Origin and History
From Fermented Drink to Smooth-textured Bars
Our love of chocolate goes back at least 3000 years to South and Central America, where a fermented beer-like drink was made from the sweet, milky pulp surrounding the cacao beans. Later, the trees were grown by the Maya and then the Aztecs, who used the fire-roasted beans in a beverage that was considered an aphrodisiac. Cocoa beans were in such demand that they became a form of currency, and in the 1500s, one bean could buy a ripe avocado, 30 beans a small rabbit, and 100 beans a slave.

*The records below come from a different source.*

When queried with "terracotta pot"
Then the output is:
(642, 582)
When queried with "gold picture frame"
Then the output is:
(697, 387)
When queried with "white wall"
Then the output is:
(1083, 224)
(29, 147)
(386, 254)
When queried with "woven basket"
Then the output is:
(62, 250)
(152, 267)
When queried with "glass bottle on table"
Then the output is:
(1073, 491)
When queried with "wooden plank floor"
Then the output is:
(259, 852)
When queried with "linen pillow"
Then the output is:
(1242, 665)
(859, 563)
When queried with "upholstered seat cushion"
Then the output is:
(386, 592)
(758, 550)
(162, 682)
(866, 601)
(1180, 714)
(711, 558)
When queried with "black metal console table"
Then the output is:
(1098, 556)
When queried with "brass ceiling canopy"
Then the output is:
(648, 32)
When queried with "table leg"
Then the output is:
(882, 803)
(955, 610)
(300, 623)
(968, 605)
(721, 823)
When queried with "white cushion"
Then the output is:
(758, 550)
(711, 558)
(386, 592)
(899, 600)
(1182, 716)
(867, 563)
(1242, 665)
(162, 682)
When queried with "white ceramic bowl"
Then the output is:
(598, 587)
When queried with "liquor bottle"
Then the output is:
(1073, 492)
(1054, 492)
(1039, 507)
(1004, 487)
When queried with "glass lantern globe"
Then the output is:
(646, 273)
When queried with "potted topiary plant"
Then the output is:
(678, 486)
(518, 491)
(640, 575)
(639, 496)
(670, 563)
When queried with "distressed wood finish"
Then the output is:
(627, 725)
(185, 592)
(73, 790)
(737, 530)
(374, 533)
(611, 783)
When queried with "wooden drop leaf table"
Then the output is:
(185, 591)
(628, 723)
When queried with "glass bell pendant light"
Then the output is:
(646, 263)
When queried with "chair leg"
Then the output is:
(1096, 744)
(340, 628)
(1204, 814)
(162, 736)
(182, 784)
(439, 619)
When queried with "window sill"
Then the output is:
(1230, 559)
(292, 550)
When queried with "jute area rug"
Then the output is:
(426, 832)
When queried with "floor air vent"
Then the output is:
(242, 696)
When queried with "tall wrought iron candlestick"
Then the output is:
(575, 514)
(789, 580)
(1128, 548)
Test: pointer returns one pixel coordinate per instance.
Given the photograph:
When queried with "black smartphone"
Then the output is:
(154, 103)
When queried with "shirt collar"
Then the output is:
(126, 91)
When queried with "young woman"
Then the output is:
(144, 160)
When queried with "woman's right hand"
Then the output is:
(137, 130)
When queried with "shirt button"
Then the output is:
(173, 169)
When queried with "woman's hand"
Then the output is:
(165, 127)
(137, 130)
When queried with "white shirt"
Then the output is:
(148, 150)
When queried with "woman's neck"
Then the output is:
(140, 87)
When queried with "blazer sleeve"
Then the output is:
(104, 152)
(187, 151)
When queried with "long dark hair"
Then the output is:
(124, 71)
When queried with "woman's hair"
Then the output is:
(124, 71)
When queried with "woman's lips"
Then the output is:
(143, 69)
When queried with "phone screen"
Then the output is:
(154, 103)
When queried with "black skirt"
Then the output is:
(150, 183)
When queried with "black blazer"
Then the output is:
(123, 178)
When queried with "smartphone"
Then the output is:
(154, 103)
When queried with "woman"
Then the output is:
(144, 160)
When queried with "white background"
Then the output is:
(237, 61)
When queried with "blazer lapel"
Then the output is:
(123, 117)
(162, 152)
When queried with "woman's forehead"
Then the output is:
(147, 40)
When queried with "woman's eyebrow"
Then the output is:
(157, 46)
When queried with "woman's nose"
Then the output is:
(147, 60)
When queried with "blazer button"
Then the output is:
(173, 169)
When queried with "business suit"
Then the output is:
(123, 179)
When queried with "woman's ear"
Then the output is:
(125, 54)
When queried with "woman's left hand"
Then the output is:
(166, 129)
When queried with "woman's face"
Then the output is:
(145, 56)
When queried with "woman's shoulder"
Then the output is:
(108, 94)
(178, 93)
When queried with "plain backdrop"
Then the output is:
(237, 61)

When the Spanish Conquistador Cortés was served a cup of xocolatl (“bitter water”) in 1519 by the Aztec ruler Montezuma, it was nothing like today’s chocolate beverages. The dried, roasted cacao nibs were ground into a paste and mixed with hot peppers, spices and dried flowers. It was bitter, lumpy, typically served cold, and solely for men of high status.
Although Columbus first introduced cocoa beans to Europe decades earlier, when Cortés brought the beans home to Holy Roman Emperor Charles V and added sugar and vanilla to the xocolatl recipe, a more user-friendly beverage was launched. This new “health” craze spread throughout Europe, first among the social elite… and a new era in chocolate began.
In 1828, Dutch chocolate entrepreneur Casparus Van Houten, Sr. developed a machine to press almost half of the fat out of cocoa beans, making it possible to create cocoa powder. Cocoa could now be blended with sugar and remixed with cocoa butter to form bars. Casparus’ son Coenraad developed a way to make the powder less bitter and more water soluble; the result – Dutch process cocoa.
The mid-1800s saw many innovations in chocolate making. The first chocolate bar is believed to have been created in 1847 by J.S. Fry and Sons of England. Swiss candlemaker Daniel Peter created the first milk chocolate bar in 1875 with the help of Henri Nestlé, who devised a way to make powdered milk. Rudolphe Lindt invented conching, where chocolate solids are heated and ground for a smooth texture. Many well-known chocolate brands got their start at this time.
The latest major achievement was in 1912, when Belgian manufacturer Jean Neuhaus developed a technique for making bonbons, the popular filled and chocolate-dipped confections.